Monday 3 November 2014

IP not a homogeneous asset class: patents are the big risk-bearers

On 5 September IP Finance hosted a contribution from Aritra Chaterjee, "New frontiers in intangible asset financing", which has drawn the following observation from Ron Laurie (Managing Director, Inflexion Point Strategy):
In response to Aritra’s Chaterjee’s excellent guest post on the use of intangible assets as loan collateral, I would like to add the following U.S. perspective.

What patents are all about?
Those of us that have been looking at IP collateralisation over the past several years recognize that valuation challenges are at the heart of the “problem".  However, it is of critical importance to recognize that the valuation uncertainty varies considerably with the type of IP under consideration. More specifically, the risk profile impacting liquidation value uncertainty in the event of default differs materially depending on the type of IP involved. Most of the IP-backed finance that occurred from 1995 to 2005 involved “brands" (trademark IP) and “content” such as music and film (copyright IP) which carry much less legal risk — in terms of validity, scope of rights, and infringement — than do patents. This is even more true today in light of
(1) the recent U.S. Supreme Court patent-related decisions (e.g., Alice, Nautilus, Octane); 
(2) the new America Invents Act-based administrative procedures for challenging the validity of issued patents in the USPTO; 
(3) the practical unavailability of injunctive relief for patent infringement after eBay; and 
(4) the rapidly changing Federal Circuit and District Court case law affecting the calculation of reasonable royalty damages for patent infringement, the net effect of which is to lower the expected return from enforcing patent rights in court.

Bottom line: in this area as in others, one should be careful in talking about “IP” as if it were a homogeneous class of rights.
Thanks, Ron!

1 comment:

Aritra Chatterjee said...

Ron,

Many thanks for your valuable insights. Can't agree more to the fact that IP is heterogeneous which poses a risk and an opportunity. Each IP portfolio should be individually valued keeping the objective in focus.

Risk = Opportunity; If these were all homogeneous and easy to value then none of us would be required in the value chain. Its a daunting task to build a model around the valuation keeping in mind the highly volatile nature of some of these assets.

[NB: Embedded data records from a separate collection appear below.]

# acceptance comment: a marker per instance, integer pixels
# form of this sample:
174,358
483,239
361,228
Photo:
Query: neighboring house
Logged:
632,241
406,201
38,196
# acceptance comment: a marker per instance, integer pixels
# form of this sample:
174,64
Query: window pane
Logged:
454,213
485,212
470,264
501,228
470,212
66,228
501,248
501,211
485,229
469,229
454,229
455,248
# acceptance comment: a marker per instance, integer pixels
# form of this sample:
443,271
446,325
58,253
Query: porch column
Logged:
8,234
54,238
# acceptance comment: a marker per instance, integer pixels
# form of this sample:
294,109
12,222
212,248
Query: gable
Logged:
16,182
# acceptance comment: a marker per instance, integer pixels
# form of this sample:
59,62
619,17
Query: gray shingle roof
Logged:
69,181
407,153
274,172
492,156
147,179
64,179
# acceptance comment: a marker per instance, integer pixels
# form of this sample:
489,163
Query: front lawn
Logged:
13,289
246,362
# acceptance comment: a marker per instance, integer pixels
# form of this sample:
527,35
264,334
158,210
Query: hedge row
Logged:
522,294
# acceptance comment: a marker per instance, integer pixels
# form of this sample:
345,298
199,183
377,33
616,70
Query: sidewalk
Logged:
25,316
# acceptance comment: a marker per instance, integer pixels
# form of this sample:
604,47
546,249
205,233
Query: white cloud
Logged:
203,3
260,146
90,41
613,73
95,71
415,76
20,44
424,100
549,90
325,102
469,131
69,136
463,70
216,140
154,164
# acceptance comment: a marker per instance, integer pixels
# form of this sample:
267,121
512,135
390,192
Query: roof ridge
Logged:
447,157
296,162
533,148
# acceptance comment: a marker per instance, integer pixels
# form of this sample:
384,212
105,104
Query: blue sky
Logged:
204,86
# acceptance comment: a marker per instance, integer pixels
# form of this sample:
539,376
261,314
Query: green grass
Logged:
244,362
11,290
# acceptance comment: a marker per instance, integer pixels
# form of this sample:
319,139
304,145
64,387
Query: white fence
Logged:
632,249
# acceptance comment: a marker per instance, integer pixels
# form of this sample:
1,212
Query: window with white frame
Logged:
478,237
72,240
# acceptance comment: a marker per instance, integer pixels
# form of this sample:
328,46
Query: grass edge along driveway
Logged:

I'm no expert on IP valuation and looking from outside in, I contemplate that going concern value is more volatile than the liquidation/bankruptcy value and probably less meaningful to build a product around. The liquidation value instead depends on the circumstance under which the operating entity filed bankruptcy (assume only corporate operating entities). If bankruptcy occurs due to fraud or a significant wrong doing e.g. World Com/Lehman the trademarks will have virtually no value while patents may have some residual value depending upon the invention it supports. While if it is a tech obsolescence patents will have significantly low value. Using such an analogy you can build up a matrix of the most probable scenarios and based on OE's charecteristics & industry figures you can draw a DFA model to value the "core" IP of the OE. How accurate depends on the kind of assumption you use, my approach will be to use conservative figures since very often bankruptcies will occur at economic downturn and ignoring correlation is not a good idea.

Legal risk for patents is difficult to estimate in a model although linguistic algo's may provide some insight, not sure how accurate those analysis are.

This is an overly simplistic version of the idea, definitely much more complex to get in the weeds.